Savoia, senti Morgia: “Nessuno del club mi ha cercato, ma a Torre tornerei molto volentieri. Non guardo la categoria”

Questa mattina i colleghi di Metropolis hanno individuato in Nicola Romaniello e Salvatore Aronica i due profili più “caldi” per succedere a Carmine Parlato alla guida del Savoia il prossimo anno.
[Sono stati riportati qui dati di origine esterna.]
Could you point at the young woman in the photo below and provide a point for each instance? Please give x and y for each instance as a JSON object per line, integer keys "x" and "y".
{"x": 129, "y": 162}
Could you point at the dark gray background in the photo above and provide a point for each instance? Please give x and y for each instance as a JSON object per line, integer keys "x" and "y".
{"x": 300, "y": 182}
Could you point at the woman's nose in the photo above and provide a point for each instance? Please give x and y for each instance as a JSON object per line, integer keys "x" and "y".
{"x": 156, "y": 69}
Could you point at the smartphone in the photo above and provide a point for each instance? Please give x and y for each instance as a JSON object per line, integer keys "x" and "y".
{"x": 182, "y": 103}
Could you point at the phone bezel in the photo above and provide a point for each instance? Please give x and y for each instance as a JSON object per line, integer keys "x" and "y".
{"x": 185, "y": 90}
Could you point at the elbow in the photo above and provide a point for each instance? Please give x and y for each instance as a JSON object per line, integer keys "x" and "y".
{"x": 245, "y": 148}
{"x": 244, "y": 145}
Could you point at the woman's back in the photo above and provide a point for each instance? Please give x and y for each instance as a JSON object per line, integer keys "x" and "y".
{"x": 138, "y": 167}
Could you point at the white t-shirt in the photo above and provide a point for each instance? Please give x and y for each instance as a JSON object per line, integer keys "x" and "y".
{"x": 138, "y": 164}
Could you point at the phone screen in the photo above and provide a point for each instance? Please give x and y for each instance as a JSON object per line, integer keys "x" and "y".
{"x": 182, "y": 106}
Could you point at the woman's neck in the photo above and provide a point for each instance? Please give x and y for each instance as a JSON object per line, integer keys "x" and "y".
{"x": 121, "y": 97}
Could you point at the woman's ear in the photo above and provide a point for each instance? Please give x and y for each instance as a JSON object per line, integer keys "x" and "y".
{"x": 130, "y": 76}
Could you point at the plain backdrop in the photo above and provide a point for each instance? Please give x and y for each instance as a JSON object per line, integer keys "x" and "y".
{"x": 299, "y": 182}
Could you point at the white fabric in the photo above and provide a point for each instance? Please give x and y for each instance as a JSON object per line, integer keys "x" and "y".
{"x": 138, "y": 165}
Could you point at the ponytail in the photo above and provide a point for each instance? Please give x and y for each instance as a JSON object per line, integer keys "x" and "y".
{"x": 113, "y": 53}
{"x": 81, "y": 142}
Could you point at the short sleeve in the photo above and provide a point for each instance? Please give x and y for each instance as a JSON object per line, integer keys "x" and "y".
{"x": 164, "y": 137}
Tra le strade di Torre Annunziata, però, il grande sogno per la panchina biancoscudata è certamente Massimo Morgia, tecnico della stagione 2000/2001 in Serie C. Quell’annata, cominciata con obiettivi ambiziosi, non si concluse poi nei modi sperati, ma i tifosi oplontini hanno ancora nella mente alcune partite memorabili, su tutte come il 5-1 inflitto in casa al Palermo che poi avrebbe vinto il campionato.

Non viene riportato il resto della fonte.